La tempête hurle autour de Guanahani. Vents de l’ouest qui fouettent les landes de Groix. J’ai senti sa présence dès Port-Blanc, ce jeune homme fiévreux, demi-frère de Marie-José, traînant sa quête de Jacques Roll. Il pue la fatigue, la guerre, les boyaux en vrac. Mais son regard brûle. Je décide : ce soir, je reste ombre. Pas de nom. Juste mon corps pour lui. Anonyme. Inconnue totale.
Je glisse par la porte de lumière, celle que Marie-José a vue enfant. Rouge puis blanche, coulant comme foutre sur les pavés. Personne ne me voit entrer. Santos et Lourdès dorment. Manuel fixe le vide. Lui, le narrateur de ce journal, veille seul près du feu mourant. Sa peau luit de sueur froide. Je m’approche dans l’ombre du couloir. Mon souffle court déjà. Sa chemise ouverte laisse voir son torse maigre, marqué par le déraillement du train. Je pose ma main sur son épaule. Chaude. Il sursaute, se retourne. Ses yeux s’écarquillent. ‘Qui êtes-vous ?’ murmure-t-il. Je ne réponds pas. Mes lèvres frôlent son oreille. ‘Chut. Juste l’instant.’

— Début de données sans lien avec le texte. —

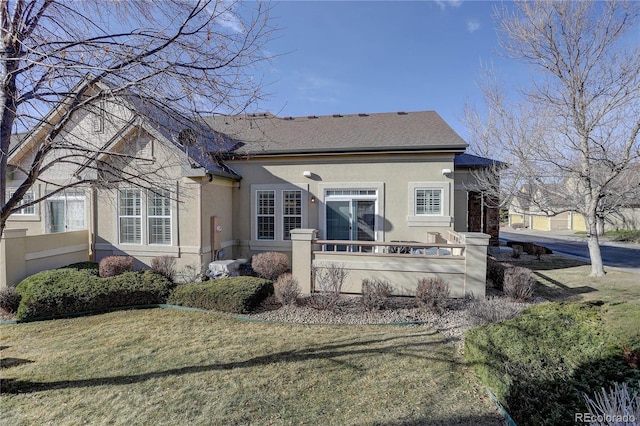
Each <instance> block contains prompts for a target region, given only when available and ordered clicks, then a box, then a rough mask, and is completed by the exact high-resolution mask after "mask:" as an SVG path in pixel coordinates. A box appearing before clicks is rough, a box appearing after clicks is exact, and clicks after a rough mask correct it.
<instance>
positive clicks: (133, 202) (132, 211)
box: [118, 189, 172, 245]
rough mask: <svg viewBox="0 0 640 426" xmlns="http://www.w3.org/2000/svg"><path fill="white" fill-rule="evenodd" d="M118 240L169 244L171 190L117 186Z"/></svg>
mask: <svg viewBox="0 0 640 426" xmlns="http://www.w3.org/2000/svg"><path fill="white" fill-rule="evenodd" d="M118 229H119V234H120V244H162V245H171V233H172V231H171V230H172V223H171V193H170V192H169V191H168V190H166V189H157V190H154V191H149V192H148V193H146V194H145V192H144V191H143V190H141V189H121V190H120V192H119V196H118Z"/></svg>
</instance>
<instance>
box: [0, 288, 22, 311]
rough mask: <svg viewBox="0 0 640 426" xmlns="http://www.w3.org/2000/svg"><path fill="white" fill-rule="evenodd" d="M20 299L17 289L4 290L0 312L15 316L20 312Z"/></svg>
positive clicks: (2, 292) (0, 304)
mask: <svg viewBox="0 0 640 426" xmlns="http://www.w3.org/2000/svg"><path fill="white" fill-rule="evenodd" d="M20 299H21V297H20V295H19V294H18V292H17V291H16V288H15V287H7V288H3V289H2V290H0V310H2V311H4V312H6V313H9V314H15V313H16V312H17V311H18V306H19V305H20Z"/></svg>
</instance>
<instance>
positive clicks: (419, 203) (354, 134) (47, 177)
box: [7, 86, 498, 270]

L’Ombre qui s’approche dans la nuit
Il tremble. Fièvre ou désir ? Je le plaque contre le mur de pierre froide. Mes seins écrasés sur sa poitrine. Sa bite durcit instantanément sous son pantalon usé. Je l’attrape à travers le tissu. Dure comme fer. ‘Putain’, grogne-t-il. Je ricane bas. ‘T’es prêt pour l’autre côté du miroir ?’ Mes doigts défont sa braguette. Elle jaillit, veinée, tête gonflée. Je la serre. Pulsations folles. Il halète, mains dans mes cheveux. Je m’agenouille. Bouche ouverte. Je l’avale d’un coup. Glouton. Sa queue tape le fond de ma gorge. Sel et sueur. Il gémit, ‘Bordel, c’est quoi ce délire ?’ Je suce fort, langue qui fouette le frein. Bruits obscènes : glouglou, salive qui dégouline sur mes mentons. Ses hanches cognent. ‘Vas-y, avale-moi.’

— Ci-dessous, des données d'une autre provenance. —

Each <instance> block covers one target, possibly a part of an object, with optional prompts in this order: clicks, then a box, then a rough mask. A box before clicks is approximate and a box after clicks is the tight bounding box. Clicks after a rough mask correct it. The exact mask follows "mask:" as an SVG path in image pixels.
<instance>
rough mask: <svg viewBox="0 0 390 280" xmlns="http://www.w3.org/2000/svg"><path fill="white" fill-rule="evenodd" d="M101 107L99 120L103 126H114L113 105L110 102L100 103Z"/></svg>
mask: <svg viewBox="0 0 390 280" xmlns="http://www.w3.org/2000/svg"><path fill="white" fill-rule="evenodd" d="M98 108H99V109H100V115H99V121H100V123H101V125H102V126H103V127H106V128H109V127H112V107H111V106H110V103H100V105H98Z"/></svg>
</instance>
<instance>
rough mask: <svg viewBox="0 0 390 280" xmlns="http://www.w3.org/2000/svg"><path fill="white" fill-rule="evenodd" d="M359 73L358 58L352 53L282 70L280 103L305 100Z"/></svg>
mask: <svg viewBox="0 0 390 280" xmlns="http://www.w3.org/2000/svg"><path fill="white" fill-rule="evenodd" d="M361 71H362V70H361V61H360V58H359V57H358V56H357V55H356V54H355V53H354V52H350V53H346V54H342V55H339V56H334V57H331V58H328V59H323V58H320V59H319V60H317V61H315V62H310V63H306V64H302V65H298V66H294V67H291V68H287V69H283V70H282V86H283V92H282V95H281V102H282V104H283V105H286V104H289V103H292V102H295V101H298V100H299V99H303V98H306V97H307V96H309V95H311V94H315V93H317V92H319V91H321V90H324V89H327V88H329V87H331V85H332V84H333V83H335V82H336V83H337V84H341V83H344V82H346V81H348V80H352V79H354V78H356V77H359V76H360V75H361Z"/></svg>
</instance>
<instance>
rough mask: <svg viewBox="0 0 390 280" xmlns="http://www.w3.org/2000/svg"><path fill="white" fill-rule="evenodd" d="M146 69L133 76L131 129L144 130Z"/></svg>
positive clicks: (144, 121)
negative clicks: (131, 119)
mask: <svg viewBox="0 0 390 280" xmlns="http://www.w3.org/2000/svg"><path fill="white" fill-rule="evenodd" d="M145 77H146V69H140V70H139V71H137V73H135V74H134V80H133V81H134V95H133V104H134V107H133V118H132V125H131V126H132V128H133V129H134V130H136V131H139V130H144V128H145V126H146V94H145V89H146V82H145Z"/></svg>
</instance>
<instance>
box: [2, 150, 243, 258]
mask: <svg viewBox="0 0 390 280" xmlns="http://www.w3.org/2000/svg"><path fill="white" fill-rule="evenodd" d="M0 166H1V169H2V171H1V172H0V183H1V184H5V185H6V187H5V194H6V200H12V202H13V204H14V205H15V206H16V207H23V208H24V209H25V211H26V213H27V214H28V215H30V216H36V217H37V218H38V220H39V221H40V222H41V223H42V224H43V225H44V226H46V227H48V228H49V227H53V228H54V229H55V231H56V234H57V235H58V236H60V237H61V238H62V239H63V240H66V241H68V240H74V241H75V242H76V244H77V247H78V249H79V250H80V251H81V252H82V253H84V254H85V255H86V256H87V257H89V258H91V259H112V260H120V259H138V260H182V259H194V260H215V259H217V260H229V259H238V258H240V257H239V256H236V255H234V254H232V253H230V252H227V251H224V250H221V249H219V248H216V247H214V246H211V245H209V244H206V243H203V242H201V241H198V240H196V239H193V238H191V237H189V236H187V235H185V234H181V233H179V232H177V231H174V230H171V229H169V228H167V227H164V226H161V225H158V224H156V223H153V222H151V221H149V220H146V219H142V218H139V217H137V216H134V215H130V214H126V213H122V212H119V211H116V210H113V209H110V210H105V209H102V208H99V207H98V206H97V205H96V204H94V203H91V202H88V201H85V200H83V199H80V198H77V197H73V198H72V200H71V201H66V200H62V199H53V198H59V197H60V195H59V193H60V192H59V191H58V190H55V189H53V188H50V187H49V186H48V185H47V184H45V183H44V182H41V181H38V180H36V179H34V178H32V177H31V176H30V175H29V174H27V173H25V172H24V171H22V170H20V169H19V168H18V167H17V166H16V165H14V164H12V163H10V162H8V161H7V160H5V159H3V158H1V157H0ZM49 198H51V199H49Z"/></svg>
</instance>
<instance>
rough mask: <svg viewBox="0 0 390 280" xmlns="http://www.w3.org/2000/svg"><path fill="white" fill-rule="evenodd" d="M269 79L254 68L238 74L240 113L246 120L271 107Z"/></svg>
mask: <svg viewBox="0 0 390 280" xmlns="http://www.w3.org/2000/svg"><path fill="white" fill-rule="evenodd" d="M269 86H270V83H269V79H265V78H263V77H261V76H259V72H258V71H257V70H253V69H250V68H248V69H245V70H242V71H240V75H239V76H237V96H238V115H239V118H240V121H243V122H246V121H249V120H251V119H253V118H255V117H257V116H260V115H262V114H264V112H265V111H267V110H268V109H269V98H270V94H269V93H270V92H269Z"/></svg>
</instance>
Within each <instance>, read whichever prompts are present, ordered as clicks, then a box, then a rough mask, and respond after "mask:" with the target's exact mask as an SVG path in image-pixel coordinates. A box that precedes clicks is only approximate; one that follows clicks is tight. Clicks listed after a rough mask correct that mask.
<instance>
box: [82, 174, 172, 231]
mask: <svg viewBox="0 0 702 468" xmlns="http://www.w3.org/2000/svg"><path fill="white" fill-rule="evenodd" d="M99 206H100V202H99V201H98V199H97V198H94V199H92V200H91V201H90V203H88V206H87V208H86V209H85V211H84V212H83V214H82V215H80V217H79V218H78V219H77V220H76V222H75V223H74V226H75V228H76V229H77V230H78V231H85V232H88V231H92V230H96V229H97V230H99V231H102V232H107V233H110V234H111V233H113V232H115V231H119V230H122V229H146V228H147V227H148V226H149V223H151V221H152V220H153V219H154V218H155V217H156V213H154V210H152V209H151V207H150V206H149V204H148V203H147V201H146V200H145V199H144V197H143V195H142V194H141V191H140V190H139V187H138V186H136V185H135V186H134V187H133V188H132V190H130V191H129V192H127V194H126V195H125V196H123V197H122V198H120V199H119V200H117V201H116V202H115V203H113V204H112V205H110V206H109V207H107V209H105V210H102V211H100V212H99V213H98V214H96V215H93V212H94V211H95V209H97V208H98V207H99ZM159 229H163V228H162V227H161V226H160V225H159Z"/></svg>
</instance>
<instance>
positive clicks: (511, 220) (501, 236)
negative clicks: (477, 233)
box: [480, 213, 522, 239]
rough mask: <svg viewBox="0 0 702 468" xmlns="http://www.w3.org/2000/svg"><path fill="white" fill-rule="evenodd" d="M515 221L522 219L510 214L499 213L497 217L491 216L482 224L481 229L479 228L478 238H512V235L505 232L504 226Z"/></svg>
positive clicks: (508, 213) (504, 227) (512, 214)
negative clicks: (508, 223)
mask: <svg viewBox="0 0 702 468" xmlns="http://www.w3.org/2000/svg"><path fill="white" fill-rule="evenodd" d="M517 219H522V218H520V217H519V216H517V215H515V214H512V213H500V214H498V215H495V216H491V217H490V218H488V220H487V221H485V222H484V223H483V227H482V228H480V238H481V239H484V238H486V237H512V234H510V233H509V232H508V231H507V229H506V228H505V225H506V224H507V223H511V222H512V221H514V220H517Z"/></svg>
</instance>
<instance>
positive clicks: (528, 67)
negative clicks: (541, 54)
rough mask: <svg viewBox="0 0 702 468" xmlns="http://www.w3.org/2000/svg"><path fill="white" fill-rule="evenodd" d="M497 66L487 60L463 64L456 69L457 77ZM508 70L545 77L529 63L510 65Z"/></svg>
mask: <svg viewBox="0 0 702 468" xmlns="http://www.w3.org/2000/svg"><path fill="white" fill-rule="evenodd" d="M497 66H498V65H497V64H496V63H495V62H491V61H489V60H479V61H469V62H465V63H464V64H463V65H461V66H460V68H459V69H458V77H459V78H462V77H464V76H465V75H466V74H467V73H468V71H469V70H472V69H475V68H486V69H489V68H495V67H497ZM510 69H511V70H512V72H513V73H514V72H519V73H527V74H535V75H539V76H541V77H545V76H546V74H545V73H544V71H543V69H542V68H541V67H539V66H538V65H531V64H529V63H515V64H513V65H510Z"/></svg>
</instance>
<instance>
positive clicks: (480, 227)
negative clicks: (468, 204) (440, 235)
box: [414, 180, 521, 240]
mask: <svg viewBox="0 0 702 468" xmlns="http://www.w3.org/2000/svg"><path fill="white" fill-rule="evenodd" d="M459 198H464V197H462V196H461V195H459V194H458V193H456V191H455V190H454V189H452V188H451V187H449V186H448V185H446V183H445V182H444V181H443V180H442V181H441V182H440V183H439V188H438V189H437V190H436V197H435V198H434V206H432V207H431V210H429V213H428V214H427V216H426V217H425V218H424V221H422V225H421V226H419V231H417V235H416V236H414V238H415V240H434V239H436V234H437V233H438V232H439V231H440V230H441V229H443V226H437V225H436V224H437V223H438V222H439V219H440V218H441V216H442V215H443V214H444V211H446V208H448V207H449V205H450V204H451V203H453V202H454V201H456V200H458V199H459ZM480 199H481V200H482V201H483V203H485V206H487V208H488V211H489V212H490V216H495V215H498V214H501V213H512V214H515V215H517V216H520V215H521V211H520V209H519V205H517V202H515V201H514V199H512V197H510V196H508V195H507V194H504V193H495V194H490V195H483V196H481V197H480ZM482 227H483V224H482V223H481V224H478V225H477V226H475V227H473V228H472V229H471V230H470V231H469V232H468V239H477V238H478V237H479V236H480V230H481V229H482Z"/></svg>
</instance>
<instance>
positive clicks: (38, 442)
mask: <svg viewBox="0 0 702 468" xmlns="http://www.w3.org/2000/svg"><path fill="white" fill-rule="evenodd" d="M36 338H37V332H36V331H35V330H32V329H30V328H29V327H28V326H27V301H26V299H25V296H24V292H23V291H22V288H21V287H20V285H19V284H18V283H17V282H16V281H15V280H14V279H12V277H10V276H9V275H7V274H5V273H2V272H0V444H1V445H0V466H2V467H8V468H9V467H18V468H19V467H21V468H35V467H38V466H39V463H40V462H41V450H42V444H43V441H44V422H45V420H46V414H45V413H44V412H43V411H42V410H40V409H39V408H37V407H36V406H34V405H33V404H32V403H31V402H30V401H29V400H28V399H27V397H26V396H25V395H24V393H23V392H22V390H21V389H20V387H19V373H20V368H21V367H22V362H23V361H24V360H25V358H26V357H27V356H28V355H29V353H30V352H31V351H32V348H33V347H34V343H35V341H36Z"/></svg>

Explosion de désir et disparition fantôme
Je me relève. Culotte arrachée. Chatte trempée, lèvres gonflées. Je grimpe sur lui. Jambes écartées. Sa bite trouve l’entrée. Un coup de reins : enfoncée jusqu’aux couilles. Aah ! Pleine. Étirée. Il me pilonne sauvagement. Murs tremblent avec la tempête. Peau contre peau, claques humides. ‘T’es une salope des Territoires !’ gronde-t-il. ‘Baise-moi plus fort, fils de Roll !’ Je crie. Ses mains malaxent mes fesses. Doigts qui pincent. Souffle court, brûlant sur ma nuque. Je jouis première. Contractions folles autour de sa queue. Jus qui gicle. Il hurle, se vide en moi. Sperme chaud qui inonde. On s’effondre, collants, puants le sexe.

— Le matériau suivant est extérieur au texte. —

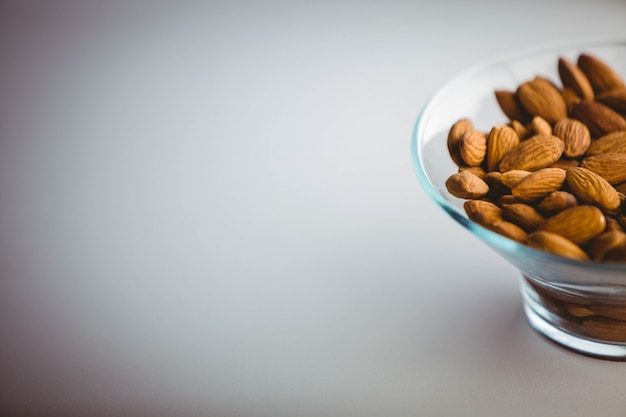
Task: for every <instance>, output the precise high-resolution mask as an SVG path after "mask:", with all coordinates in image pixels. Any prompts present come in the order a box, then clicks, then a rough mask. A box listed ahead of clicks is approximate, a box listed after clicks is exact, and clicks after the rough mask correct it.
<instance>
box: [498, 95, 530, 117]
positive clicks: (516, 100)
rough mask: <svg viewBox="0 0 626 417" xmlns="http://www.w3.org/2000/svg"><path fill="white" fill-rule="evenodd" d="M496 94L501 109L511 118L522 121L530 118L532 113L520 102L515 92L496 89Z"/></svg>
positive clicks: (503, 111) (506, 114) (507, 116)
mask: <svg viewBox="0 0 626 417" xmlns="http://www.w3.org/2000/svg"><path fill="white" fill-rule="evenodd" d="M495 95H496V101H497V102H498V105H499V106H500V109H501V110H502V112H503V113H504V114H505V115H506V116H507V117H508V118H509V119H510V120H517V121H520V122H522V123H526V122H527V121H528V120H530V115H529V114H528V112H527V111H526V110H524V108H523V107H522V106H521V104H520V103H519V100H518V99H517V97H516V95H515V92H513V91H506V90H496V92H495Z"/></svg>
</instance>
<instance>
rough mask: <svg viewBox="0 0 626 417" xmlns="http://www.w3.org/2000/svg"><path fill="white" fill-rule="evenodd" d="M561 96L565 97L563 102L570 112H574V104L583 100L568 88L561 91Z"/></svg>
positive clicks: (569, 111) (566, 88)
mask: <svg viewBox="0 0 626 417" xmlns="http://www.w3.org/2000/svg"><path fill="white" fill-rule="evenodd" d="M561 95H562V96H563V100H565V106H567V111H568V112H571V111H572V107H574V104H576V103H578V102H579V101H580V100H582V99H581V98H580V97H578V96H577V95H576V93H575V92H574V91H573V90H572V89H571V88H567V87H565V88H563V90H561Z"/></svg>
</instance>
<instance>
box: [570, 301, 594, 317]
mask: <svg viewBox="0 0 626 417" xmlns="http://www.w3.org/2000/svg"><path fill="white" fill-rule="evenodd" d="M565 309H566V310H567V312H568V313H569V314H571V315H572V316H574V317H578V318H582V317H591V316H597V314H596V313H594V312H593V311H591V310H590V309H589V308H587V307H581V306H579V305H576V304H568V305H567V307H565Z"/></svg>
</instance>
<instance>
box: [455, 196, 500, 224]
mask: <svg viewBox="0 0 626 417" xmlns="http://www.w3.org/2000/svg"><path fill="white" fill-rule="evenodd" d="M463 208H464V209H465V213H467V217H468V218H469V219H470V220H471V221H473V222H476V223H478V224H480V225H481V226H484V227H487V228H490V227H491V226H493V225H494V224H496V223H498V222H500V221H502V209H501V208H500V207H498V206H497V205H496V204H495V203H492V202H491V201H485V200H468V201H466V202H465V203H463Z"/></svg>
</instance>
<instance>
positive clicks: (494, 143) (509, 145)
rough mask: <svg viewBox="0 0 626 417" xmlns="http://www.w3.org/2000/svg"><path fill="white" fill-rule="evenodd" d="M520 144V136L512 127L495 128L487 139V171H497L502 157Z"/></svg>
mask: <svg viewBox="0 0 626 417" xmlns="http://www.w3.org/2000/svg"><path fill="white" fill-rule="evenodd" d="M519 142H520V141H519V136H517V133H515V130H513V128H512V127H510V126H506V125H498V126H494V127H493V128H492V129H491V131H490V132H489V136H488V137H487V170H489V171H495V170H497V169H498V165H499V164H500V161H501V160H502V157H503V156H504V155H505V154H506V153H507V152H508V151H510V150H511V149H513V148H514V147H516V146H517V145H519Z"/></svg>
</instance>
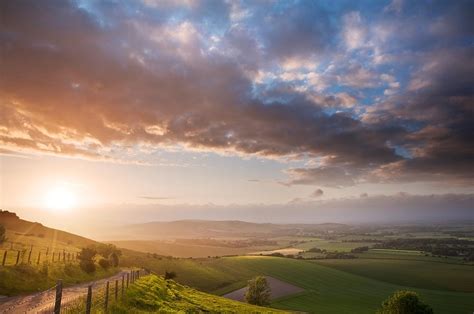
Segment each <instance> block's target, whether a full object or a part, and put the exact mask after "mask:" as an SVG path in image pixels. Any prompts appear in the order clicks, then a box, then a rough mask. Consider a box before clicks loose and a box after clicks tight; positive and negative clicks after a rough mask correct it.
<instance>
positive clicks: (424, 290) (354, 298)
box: [146, 257, 474, 313]
mask: <svg viewBox="0 0 474 314" xmlns="http://www.w3.org/2000/svg"><path fill="white" fill-rule="evenodd" d="M146 260H147V261H148V262H147V266H146V267H149V268H150V269H152V270H154V271H156V272H158V273H163V272H164V271H165V270H166V269H167V270H173V271H176V272H177V273H178V278H177V280H178V281H179V282H181V283H185V284H187V285H191V286H193V287H196V288H198V289H200V290H203V291H208V292H213V293H216V294H224V293H226V292H229V291H232V290H234V289H237V288H241V287H243V286H245V284H246V281H247V280H248V279H250V278H252V277H253V276H255V275H257V274H265V275H269V276H273V277H275V278H279V279H281V280H284V281H287V282H290V283H292V284H295V285H297V286H300V287H302V288H304V289H306V292H304V293H302V294H299V295H297V296H290V297H287V298H285V299H281V300H276V302H274V303H273V306H275V307H279V308H283V309H292V310H300V311H307V312H321V313H349V312H350V313H373V312H374V311H375V310H376V309H377V308H378V306H379V305H380V304H381V302H382V301H383V300H384V299H386V298H387V297H388V296H389V295H391V294H392V293H393V292H394V291H396V290H399V289H410V290H415V291H418V292H419V293H420V294H421V296H422V297H423V298H424V299H426V301H427V302H428V303H429V304H431V305H432V306H433V307H434V308H435V310H436V312H438V313H470V312H469V311H472V309H473V308H474V293H462V292H453V291H446V290H427V289H417V288H413V286H415V284H416V283H417V282H418V283H420V282H422V283H423V284H426V285H429V282H430V280H434V281H435V282H437V283H438V284H439V283H440V282H441V283H442V282H443V280H442V278H441V277H439V276H443V275H442V273H443V272H448V271H449V270H450V269H451V267H452V266H453V265H452V264H441V263H427V264H426V265H425V266H426V267H428V266H432V267H436V266H433V265H431V264H437V265H438V264H439V265H441V266H440V268H439V269H437V270H438V272H437V273H434V272H433V273H430V272H424V273H423V274H424V275H423V276H420V277H418V278H416V277H415V278H411V277H410V276H404V275H402V276H401V277H404V280H405V279H406V280H408V281H407V285H408V286H404V285H400V284H398V285H397V284H392V283H389V282H386V281H379V280H374V279H371V278H367V277H362V276H358V275H355V274H351V273H348V272H345V271H341V270H337V269H334V268H331V267H327V266H323V265H320V264H318V263H316V262H313V261H301V260H293V259H286V258H275V257H229V258H219V259H205V260H196V259H192V260H191V259H185V260H183V259H180V260H177V259H174V260H153V259H146ZM407 263H408V265H405V266H406V268H407V269H410V268H411V267H416V263H418V262H417V261H407ZM454 266H457V265H454ZM463 267H466V269H465V271H464V273H465V274H467V273H468V272H469V271H471V268H469V269H467V267H470V266H463ZM384 271H385V272H386V274H385V275H386V276H392V277H393V278H396V276H395V275H391V268H390V266H388V267H386V268H385V270H384ZM454 276H455V277H453V278H457V279H458V280H456V281H454V280H453V282H452V284H453V285H458V287H462V286H464V285H465V284H466V283H465V282H461V281H462V280H463V279H462V278H460V277H459V276H462V274H459V276H458V275H456V273H455V274H454ZM440 278H441V279H440ZM466 278H467V277H466ZM382 279H383V278H382ZM469 282H470V281H468V284H469ZM471 284H472V283H471Z"/></svg>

Halètements. Son cœur cogne contre le mien. Il veut savoir mon nom. ‘Anonyme.’ Je me dégage. Corps encore frémissant. Je ramasse ma culotte. Nue dans l’ombre. Porte de lumière s’ouvre à nouveau. Rouge, blanche. Je franchis. Disparue. Sans traces. Il reste là, bite molle dégoulinante, goût de moi dans la bouche. Demain, il cherchera. Rien. Juste le vent de Groix. Marie-José et Manuel partis. Moi, redevenue étrangère. Prête pour le prochain inconnu.